Equity Raise & Placing Programme

RNS Number : 7092N
John Laing Environmental Assets Grp
20 May 2015
 



NOT FOR RELEASE, DISTRIBUTION OR PUBLICATION, DIRECTLY OR INDIRECTLY, TO U.S. PERSONS OR INTO OR IN THE UNITED STATES, AUSTRALIA, CANADA, JAPAN, NEW ZEALAND OR SOUTH AFRICA.

 

20 May 2015

 

John Laing Environmental Assets Group Limited

Possible equity raise targeting £45 million through a placing and offer for subscription of new ordinary shares and a placing programme of up to 150 million new shares

 

 

Further to the announcement on 20 April 2015, John Laing Environmental Assets Group Limited (the "Company" or "JLEN") today announces its intention to launch an equity raise targeting an issue of £45 million of new ordinary shares of no par value in the capital of the Company ("Ordinary Shares") through a placing and offer for subscription (the "Issue").

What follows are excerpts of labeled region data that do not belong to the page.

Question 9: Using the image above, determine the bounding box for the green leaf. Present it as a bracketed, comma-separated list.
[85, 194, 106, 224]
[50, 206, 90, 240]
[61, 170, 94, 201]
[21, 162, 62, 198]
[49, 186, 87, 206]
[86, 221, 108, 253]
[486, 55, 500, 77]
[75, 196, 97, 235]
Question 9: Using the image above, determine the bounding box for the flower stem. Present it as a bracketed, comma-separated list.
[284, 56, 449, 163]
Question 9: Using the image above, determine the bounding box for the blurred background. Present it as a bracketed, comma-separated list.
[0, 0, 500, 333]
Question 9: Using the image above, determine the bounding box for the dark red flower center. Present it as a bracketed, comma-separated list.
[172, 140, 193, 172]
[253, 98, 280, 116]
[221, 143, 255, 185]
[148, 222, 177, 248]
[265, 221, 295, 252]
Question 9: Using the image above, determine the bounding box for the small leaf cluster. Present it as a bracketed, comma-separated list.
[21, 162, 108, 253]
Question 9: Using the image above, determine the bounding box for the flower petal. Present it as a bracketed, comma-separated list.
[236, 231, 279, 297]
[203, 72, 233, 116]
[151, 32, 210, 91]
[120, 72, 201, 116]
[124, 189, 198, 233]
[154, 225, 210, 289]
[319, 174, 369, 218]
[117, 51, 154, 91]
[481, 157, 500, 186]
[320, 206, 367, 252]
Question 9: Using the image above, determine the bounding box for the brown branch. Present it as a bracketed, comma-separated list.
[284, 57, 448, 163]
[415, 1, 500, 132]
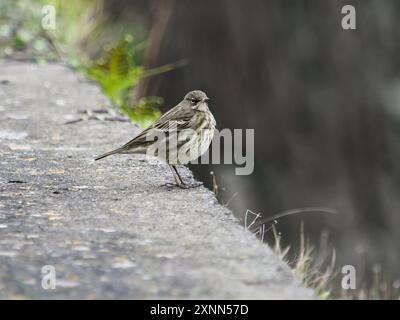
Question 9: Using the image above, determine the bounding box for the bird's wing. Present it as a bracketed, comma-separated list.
[120, 105, 195, 150]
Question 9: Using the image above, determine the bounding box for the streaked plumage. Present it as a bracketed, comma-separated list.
[95, 90, 216, 188]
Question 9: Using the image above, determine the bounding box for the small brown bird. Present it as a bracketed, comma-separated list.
[95, 90, 216, 188]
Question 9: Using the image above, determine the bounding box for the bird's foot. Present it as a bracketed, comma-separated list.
[177, 182, 203, 189]
[163, 182, 203, 190]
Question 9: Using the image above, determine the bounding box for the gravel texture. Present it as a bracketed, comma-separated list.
[0, 62, 313, 299]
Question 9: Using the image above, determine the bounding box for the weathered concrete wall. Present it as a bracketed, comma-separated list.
[0, 62, 312, 299]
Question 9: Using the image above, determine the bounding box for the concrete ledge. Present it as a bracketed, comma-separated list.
[0, 62, 312, 299]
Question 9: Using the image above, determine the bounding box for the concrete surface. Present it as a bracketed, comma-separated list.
[0, 62, 312, 299]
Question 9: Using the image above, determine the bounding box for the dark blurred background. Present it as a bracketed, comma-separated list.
[0, 0, 400, 296]
[112, 0, 400, 292]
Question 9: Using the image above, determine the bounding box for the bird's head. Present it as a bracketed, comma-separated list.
[184, 90, 210, 111]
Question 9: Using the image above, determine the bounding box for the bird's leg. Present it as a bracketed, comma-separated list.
[169, 164, 184, 187]
[169, 165, 202, 189]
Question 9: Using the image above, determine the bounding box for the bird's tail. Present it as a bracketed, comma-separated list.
[94, 148, 122, 161]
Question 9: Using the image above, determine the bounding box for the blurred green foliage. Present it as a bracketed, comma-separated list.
[0, 0, 164, 127]
[87, 35, 162, 127]
[0, 0, 58, 62]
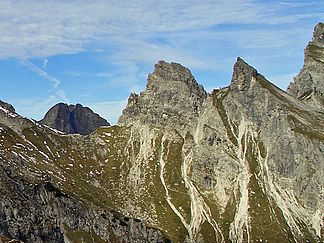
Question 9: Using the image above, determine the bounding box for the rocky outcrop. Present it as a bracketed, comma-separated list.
[118, 61, 207, 127]
[0, 100, 16, 113]
[40, 103, 110, 135]
[287, 23, 324, 109]
[0, 23, 324, 243]
[0, 110, 166, 243]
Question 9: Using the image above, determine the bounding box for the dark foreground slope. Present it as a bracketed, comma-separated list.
[0, 23, 324, 242]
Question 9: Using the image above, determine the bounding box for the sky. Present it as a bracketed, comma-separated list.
[0, 0, 324, 124]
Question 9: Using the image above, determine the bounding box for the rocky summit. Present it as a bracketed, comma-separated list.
[39, 103, 110, 135]
[0, 24, 324, 243]
[288, 23, 324, 109]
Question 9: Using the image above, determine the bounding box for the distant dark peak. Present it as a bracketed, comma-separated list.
[0, 100, 16, 113]
[153, 61, 192, 81]
[312, 23, 324, 45]
[231, 57, 258, 91]
[40, 103, 110, 135]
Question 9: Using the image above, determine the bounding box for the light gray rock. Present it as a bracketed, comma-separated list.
[287, 23, 324, 109]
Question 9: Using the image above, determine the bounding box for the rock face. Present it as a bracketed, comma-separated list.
[118, 61, 207, 127]
[40, 103, 110, 135]
[0, 105, 166, 243]
[0, 100, 16, 113]
[0, 23, 324, 243]
[288, 23, 324, 109]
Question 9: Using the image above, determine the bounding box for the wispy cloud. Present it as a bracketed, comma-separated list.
[87, 100, 127, 124]
[19, 60, 61, 89]
[43, 58, 48, 70]
[0, 0, 323, 61]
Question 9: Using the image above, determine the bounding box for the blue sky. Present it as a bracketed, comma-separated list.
[0, 0, 324, 123]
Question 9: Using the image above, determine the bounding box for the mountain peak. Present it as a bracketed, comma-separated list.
[230, 57, 258, 91]
[118, 61, 207, 125]
[0, 100, 16, 113]
[287, 23, 324, 109]
[312, 23, 324, 45]
[40, 103, 110, 135]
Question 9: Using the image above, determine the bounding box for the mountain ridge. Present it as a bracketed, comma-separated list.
[39, 103, 110, 135]
[0, 23, 324, 242]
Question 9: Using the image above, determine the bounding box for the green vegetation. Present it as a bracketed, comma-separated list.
[64, 226, 107, 243]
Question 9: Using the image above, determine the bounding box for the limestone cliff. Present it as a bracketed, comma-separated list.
[0, 25, 324, 243]
[288, 23, 324, 109]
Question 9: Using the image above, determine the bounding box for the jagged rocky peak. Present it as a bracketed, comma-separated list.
[0, 100, 16, 113]
[287, 23, 324, 109]
[230, 57, 258, 91]
[118, 61, 207, 126]
[312, 23, 324, 45]
[40, 103, 110, 135]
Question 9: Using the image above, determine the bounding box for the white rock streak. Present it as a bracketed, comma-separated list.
[229, 119, 251, 242]
[181, 150, 224, 242]
[159, 136, 190, 232]
[159, 132, 224, 242]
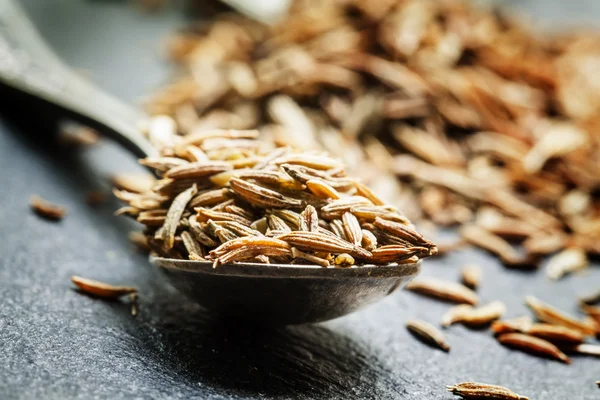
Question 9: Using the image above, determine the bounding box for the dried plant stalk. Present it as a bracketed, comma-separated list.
[29, 196, 67, 221]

JLEN also intends to implement a placing programme of up to 150 million new Ordinary Shares and/or new C-shares of no par value in the capital of the Company (the "Placing Programme").

 

JLEN recently announced the acquisition of Branden solar park and Carscreugh and Wear Point wind farms for a total consideration of £42.5m, which were funded by a draw-down under the Company's £50 million revolving credit facility. The Issue and the Placing Programme will enable JLEN to free up its credit facility and fund the strong pipeline of opportunities available to the Company from the John Laing group and third parties.

 

Richard Morse, Chairman of JLEN, said:

 

"We have been pleased with performance over the first 12 months since the successful IPO in March 2014.  We acquired the initial portfolio shortly after admission and have since acquired three further assets, utilising the Company's credit facility. We have delivered dividends totalling six pence per share, in line with the target set out at the time of the IPO. The Company is now well placed for the next phase of growth that this equity raising will allow us to achieve."

 

Highlights

 

·    Diversified portfolio - JLEN has a diversified portfolio of ten wind, solar, waste and wastewater management projects in the UK with thirteen fully operational sites.

 

·    Multiple asset classes - Investing across multiple environmental asset classes allows JLEN to: (i) focus on the most attractive opportunities in the environmental sector; and (ii) minimise exposure to risks specific to any one asset class providing a balanced portfolio and stable cash flows.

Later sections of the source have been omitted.